Tra tutte le forme di aggregazione d’impresa esaminate, la joint venture è sicuramente la più elastica. Per questo motivo si presta ad essere utilizzata anche in ambito internazionale, dove sicuramente contribuisce ad abbattere i rischi d’ingresso nei nuovi mercati, permettendo la condivisione di questi ultimi con un partner estero. Ciò assume particolare rilevanza soprattutto quando si tratta di Paesi lontani e non omogenei culturalmente con i nostri.
Anche nel nostro Paese, al di là dell’assenza di un espresso riconoscimento legislativo dell’istituto, l’espressione “joint venture” è divenuta oramai di uso comune. La stessa giurisprudenza già da tempo ricorre al termine in questione per qualificare quelle forme di associazione fra in imprese non riconducibili nelle tradizionali forme di aggregazione istituzionalizzate dal nostro ordinamento giuridico. Lo testimoniano ad esempio alcune pronunce della giurisprudenza di merito e di legittimità che risalgono alla metà degli anni ‘90. A quest’ultimo proposito, vedasi la sent. n. 6757/2001 della Corte di Cassazione, che nell’intento di tracciare una linea di demarcazione tra tale istituto e quello dell’associazione in partecipazione, ha chiarito che con il termine “joint venture” devono intendersi quelle “forme di associazione temporanea di imprese finalizzate all’esercizio di un’attività economica in un settore di comune interesse, nelle quali le parti prevedono la costituzione di una società di capitali, con autonoma personalità giuridica rispetto ai ‘converters’, alla quale affidare la conduzione dell’iniziativa congiunta”. In realtà la fattispecie così come delineata dalla suprema Corte, individua una tipologia del tutto particolare di J.V.: la cd. “corporate joint venture” o “joint venture societaria”, la cui particolarità consiste nella costituzione di un soggetto giuridico autonomo, cui le aziende associate imputeranno l’azione comune.
Ma nella pratica tale soggetto autonomo non sempre viene costituito, potendosi instaurare tra le aziende un mero rapporto di tipo contrattuale: in tal caso saremo invece di fronte ad una “non corporate joint-venture” o “joint venture contrattuale”.
Dal punto di vista formale, l’impianto di un contratto di joint-venture è caratterizzato di solito da un accordo-base cui afferiscono una serie di accordi accessori o ‘accordi satellite’ (es. accordi di protezione del marchio, di cessione del know-how, contratti di assunzione, ecc.), i quali, tutti insieme danno corpo ad un sistema di contratti, dei quali l'accordo base costituirà la chiave di riferimento essenziale per la loro interpretazione.
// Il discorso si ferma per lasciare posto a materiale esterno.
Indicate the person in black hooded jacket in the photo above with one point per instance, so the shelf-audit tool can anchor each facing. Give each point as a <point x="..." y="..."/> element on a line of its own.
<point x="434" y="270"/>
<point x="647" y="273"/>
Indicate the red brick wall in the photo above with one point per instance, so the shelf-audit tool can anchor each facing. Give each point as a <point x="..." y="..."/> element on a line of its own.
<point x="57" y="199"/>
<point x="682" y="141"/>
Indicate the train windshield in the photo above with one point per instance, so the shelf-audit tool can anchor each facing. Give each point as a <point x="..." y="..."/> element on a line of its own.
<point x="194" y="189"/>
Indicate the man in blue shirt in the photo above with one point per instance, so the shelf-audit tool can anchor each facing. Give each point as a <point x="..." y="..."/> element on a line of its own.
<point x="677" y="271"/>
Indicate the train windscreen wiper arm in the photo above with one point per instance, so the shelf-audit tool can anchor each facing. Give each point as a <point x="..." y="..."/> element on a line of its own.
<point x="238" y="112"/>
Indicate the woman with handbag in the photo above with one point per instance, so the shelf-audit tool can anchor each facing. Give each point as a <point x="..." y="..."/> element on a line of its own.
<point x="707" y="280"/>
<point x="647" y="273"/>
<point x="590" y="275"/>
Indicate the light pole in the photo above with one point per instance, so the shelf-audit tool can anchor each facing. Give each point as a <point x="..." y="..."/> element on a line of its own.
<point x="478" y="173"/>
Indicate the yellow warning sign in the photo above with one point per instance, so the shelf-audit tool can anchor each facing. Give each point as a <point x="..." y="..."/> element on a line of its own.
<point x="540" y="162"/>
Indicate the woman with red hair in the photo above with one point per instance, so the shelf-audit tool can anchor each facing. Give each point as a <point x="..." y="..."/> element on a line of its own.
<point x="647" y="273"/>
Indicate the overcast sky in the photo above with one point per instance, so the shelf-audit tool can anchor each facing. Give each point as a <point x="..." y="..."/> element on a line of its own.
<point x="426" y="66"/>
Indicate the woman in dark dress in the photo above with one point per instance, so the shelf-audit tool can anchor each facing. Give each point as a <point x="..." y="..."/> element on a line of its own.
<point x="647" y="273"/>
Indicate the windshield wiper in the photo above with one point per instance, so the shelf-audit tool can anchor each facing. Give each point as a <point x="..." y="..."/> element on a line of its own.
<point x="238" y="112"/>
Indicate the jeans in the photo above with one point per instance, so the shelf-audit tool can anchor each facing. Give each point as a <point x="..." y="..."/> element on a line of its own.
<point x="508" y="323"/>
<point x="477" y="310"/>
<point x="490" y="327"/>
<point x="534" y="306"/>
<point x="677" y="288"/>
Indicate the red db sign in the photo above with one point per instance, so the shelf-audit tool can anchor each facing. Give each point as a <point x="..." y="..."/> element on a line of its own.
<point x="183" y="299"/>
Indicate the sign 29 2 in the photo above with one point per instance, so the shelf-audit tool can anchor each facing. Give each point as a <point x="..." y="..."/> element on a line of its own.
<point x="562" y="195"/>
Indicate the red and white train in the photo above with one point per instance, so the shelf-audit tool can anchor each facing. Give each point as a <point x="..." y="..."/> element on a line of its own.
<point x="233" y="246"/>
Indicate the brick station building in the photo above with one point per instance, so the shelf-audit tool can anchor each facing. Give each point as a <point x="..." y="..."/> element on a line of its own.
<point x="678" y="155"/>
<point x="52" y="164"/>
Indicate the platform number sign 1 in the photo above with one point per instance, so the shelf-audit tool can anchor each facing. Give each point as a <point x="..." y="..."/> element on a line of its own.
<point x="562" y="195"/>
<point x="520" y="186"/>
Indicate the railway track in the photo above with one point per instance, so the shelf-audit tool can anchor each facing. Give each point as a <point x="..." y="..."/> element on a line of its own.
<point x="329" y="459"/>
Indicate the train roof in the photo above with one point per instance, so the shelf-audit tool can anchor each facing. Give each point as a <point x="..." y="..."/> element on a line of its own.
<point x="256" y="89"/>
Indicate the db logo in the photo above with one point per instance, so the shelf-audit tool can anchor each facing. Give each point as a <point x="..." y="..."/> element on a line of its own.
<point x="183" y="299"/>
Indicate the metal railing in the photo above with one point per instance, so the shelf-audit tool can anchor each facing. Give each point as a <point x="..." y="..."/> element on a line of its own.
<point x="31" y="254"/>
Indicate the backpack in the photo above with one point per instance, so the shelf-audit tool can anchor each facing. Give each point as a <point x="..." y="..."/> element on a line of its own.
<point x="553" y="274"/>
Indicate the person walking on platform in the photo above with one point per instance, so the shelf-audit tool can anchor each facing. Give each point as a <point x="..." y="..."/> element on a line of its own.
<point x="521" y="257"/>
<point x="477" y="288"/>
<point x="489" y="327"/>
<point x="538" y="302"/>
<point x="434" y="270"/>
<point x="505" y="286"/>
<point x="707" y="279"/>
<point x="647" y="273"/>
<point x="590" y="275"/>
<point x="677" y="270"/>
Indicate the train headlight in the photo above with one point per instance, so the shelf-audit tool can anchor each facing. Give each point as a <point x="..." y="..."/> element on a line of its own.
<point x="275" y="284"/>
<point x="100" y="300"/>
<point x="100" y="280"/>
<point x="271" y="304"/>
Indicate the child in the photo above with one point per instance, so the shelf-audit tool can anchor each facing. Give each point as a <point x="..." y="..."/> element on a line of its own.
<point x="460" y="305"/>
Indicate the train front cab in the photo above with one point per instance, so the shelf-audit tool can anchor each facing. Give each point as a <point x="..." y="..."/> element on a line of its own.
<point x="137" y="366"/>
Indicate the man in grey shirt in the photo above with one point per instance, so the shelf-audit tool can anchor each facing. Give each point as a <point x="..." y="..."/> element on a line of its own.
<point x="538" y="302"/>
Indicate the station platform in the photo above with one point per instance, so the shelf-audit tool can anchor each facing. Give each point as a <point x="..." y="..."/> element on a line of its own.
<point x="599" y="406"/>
Per le joint ventures da costituire all’estero, gli imprenditori nazionali possono oggi trovare un prezioso supporto nella SIMEST (Società Italiana per le Imprese all’Estero), la quale opera attraverso una rete di qualificati professionisti (oggi distaccati anche presso gli Sportelli Regionali per l’Internazionalizzazione), e che offre assistenza e consulenza nel montaggio di tali tipi di operazioni, soprattutto sotto il profilo finanziario.